BASKET-BALL NBA 2007-2008

Les Spurs veulent devenir une dynastie

San Antonio voudrait décrocher un 4 e titre en six ans. Mais gare à Dallas qui veut sa revanche. À l'Est, Boston s'est bien renforcé.

Vainqueurs en juin dernier de leur 3e titre en cinq saisons, les San Antonio Spurs ont l'occasion de rentrer définitivement dans l'histoire de la NBA en partant à la défense de leur couronne, à partir de ce mardi.

Aux côtés de Tim Duncan et de l'Argentin Manu Ginobili, le Français Tony Parker est l'image de cette dynastie texane, dans la lignée de celle qui avait gagné le premier titre de la franchise en 1999. Avec trois titres NBA (2003, 2005 et 2007), deux participations au All Star Game et un titre de MVP des phases finales en juin, le Français devrait confirmer la maîtrise et la sérénité aperçues lors de la finale survolée contre Cleveland (4-0).

En cas de succès, les joueurs de Gregg Popovich deviendraient l'égal des plus grandes dynasties de l'histoire, les Boston Celtics des années 60 ou les Los Angeles Lakers des années 80.

L'effectif n'ayant pas changé, les Texans sont en tout cas parmi les grands favoris à l'attaque des 82 matches de la saison régulière.

Comme c'est le cas depuis plusieurs saisons, la concurrence viendra surtout des équipes de la conférence Ouest, Dallas, et l'Allemand Dirk Nowitzki, le MVP de la saison dernière, et Phoenix, mené par le Canadien Steve Nash.

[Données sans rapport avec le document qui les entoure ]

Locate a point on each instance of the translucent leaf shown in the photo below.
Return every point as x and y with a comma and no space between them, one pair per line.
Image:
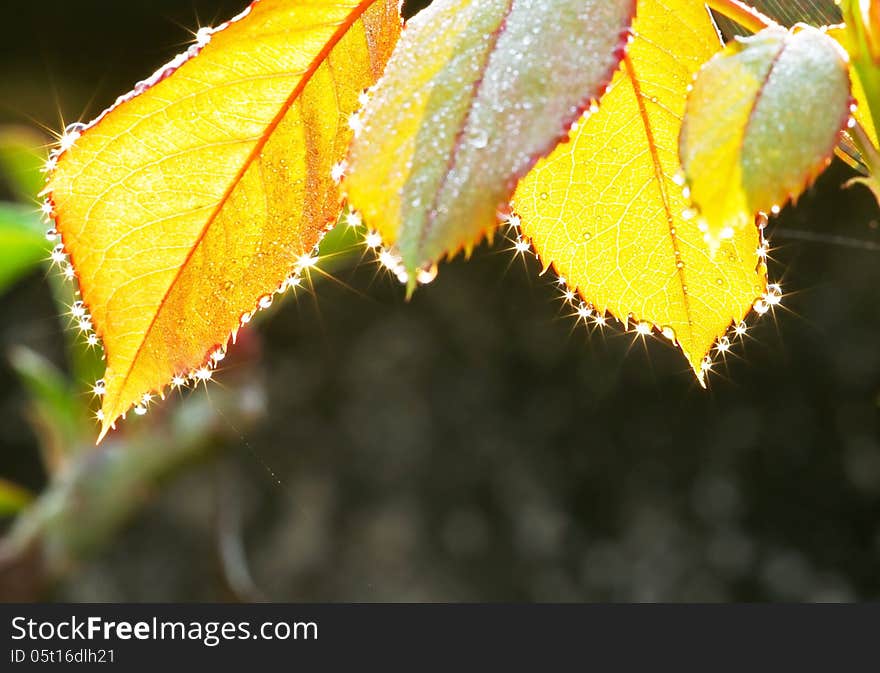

Le club de Didier Mbenga, qui a déçu l'an passé en se faisant sortir dès le 1er tour des play-off par Golden State, malgré son statut de tête de série N.1, est évidemment revanchard.

Polémique oubliée

chez les Lakers

Les Phoenix Suns, battus par les Spurs en demi-finale de conférence l'an passé, se sont renforcés avec l'arrivée de Grant Hill. «L'ex-nouveau Michael Jordan» est un vrai atout à condition qu'il ne soit pas encore stoppé par des blessures.

Comme souvent du côté des Los Angeles Lakers, l'été a été agité avec l'évocation par Jerry Buss, le propriétaire de l'équipe, d'un échange possible du joueur emblématique de l'équipe, Kobe Bryant. Meilleur marqueur ces deux dernières saisons, Bryant s'est livré à une «bataille» médiatico-sportive avec Buss. Reste à voir quelles conséquences, cette polémique aura sur l'ailier réputé aussi talentueux qu'égoïste.

À l'Est, il y a enfin du nouveau. Après plusieurs saisons sans grande concurrence pour Detroit (champion 2004) et Miami (champion 2006), Boston semble cette année prêt à troubler l'ordre établi.

Depuis 15 ans, les Celtics, la franchise aux 16 titres record NBA, se morfondaient en milieu de classement se contentant parfois d'un petit tour en phase finale. Mais cette année, les dirigeants ont recruté «du lourd» avec les venues de Kevin Garnett (Minnesota) et Ray Allen (Seattle). Associés au meneur Paul Pierce, les deux nouveaux peuvent largement permettre aux «Verts» de viser le titre de la conférence Est, couronne que devrait avoir du mal à conserver Cleveland, malgré le «Roi» LeBron James.

Le retour sur les parquets est aussi l'occasion d'oublier un été marqué par l'affaire «Tim Donaghy», du nom de l'arbitre qui a plaidé coupable en août d'avoir parié sur des matches NBA, et notamment certains pour lesquels il a officié. Donaghy, 40 ans, encourt une peine de 25 ans d'emprisonnement et 500000 dollars d'amende (près de 350 000 €).